I am facing a blocker issue on a MultiLabel Text Classificatin task (described in a different issue item) would you happen to know how this could be implemented with the current version of Transformers (there seem to be some breaking change around version 3 which make it difficult to review a working sample :frowning: )…

Thanx Dirk

Hey,
Sure … there are two options
1). there are multilingual models like Universal sentence encoder or Sentence bert / roberta models which you can use to get embeddings and train simple ML model over it.
2) There are also zero shot classification models trained on XNLI datasets… which you can use directly. Kindly see this model

Also I am training a model on NLI task specifically in german language… as soon as I am done I will upload the model. Enjoy :hugs:

Hi,

I am actually looking for a TensorFlow model that supports German and English. I am looking at
bert-base-multilingual-uncased-sentiment

right now but this seems to have problems when I load it as TFBertForsequenceClassification or TFAutoModelForsequenceClassification (?) - I get an exception:

cannot reshape array of size 3840 into shape (768,20)

when I execute:
tf_model = TFAutoModelForSequenceClassification.from_pretrained(mydrivePath
, label2id=label2index
, id2label=index2label
, from_pt=True)

(where label2id and id2label are just dictionaries that mab categories to id and back).

Anyways if you happen to know a good Tensorflow model that can be used for Text Classification in English and German I would appreciate the hint :slight_smile:

Thanx Dirk

Hey, I’m Patrick, a German Research Engineer at Hugging Face. I will be joining the “Wav2Vec2 Fine-tuning week” starting on Monday next week - see: [Open-to-the-community] XLSR-Wav2Vec2 Fine-Tuning Week for Low-Resource Languages - #14 by ayameRushia .
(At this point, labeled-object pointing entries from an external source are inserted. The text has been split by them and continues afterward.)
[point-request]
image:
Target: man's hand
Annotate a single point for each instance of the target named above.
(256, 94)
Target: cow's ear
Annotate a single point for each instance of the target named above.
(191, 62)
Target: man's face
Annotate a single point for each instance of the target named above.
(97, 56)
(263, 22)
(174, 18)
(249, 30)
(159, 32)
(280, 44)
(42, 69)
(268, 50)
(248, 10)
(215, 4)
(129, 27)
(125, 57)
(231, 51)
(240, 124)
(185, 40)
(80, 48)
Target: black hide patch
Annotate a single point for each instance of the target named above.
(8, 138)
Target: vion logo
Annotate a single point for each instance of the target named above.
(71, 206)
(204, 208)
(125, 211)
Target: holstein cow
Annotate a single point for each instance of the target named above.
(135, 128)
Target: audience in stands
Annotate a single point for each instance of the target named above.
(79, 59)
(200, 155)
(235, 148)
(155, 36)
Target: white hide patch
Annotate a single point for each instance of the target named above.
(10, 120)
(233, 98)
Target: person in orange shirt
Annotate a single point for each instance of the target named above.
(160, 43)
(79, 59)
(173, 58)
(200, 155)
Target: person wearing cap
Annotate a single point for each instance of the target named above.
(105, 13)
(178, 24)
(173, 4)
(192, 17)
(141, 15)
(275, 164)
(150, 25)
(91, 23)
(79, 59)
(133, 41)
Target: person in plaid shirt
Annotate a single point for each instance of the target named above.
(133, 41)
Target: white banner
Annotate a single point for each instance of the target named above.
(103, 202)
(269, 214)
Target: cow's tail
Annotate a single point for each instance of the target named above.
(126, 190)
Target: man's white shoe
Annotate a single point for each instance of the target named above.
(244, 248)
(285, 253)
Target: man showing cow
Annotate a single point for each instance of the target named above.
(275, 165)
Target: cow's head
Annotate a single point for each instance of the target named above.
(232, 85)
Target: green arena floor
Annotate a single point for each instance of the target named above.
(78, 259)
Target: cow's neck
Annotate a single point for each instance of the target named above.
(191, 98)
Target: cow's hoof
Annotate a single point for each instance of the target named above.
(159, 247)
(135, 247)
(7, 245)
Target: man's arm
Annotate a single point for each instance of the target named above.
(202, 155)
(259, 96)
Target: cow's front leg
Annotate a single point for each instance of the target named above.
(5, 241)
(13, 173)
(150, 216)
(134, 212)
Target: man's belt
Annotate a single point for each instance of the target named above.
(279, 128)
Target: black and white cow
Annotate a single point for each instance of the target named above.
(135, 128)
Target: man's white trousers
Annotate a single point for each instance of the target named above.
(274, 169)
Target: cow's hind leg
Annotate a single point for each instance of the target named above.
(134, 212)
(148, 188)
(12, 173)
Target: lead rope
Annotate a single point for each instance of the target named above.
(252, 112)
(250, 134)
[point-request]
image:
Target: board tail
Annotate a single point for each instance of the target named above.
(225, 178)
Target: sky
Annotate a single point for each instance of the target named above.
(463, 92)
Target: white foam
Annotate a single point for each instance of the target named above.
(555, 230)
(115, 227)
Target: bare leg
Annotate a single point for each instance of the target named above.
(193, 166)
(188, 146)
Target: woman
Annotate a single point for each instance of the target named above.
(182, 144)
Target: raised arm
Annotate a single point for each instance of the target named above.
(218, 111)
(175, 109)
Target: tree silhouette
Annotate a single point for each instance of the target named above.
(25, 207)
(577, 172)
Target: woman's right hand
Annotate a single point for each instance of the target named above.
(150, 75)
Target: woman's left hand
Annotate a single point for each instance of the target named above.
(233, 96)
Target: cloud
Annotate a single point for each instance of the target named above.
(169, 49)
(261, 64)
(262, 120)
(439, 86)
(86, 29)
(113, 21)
If you want to participate and have any questions regarding fine-tuning a German speech recognition model, feel free to ping me here :hugs:

1 Like

hey @patrickvonplaten , I am facing issues with colab disk space. uncompressed data is 22gb for herman language. What are other options to train on large datasets?

Hey Sahajtomar,

One option would be to use a colab pro, but we are currently trying to organize more GPU & RAM compute for you guys

Hi @Sahajtomar,

Thanks for sharing your trained German models. I would like to know if it would be possible to add a license file with details to your German zero-shot model?

Thanks.

Hi,
Could you let me know what is license file

By license file I mean a file that describes the terms and conditions under which the published model can be used. For example, the BERT model is published under the following license: bert/LICENSE at master · google-research/bert · GitHub

Thanks.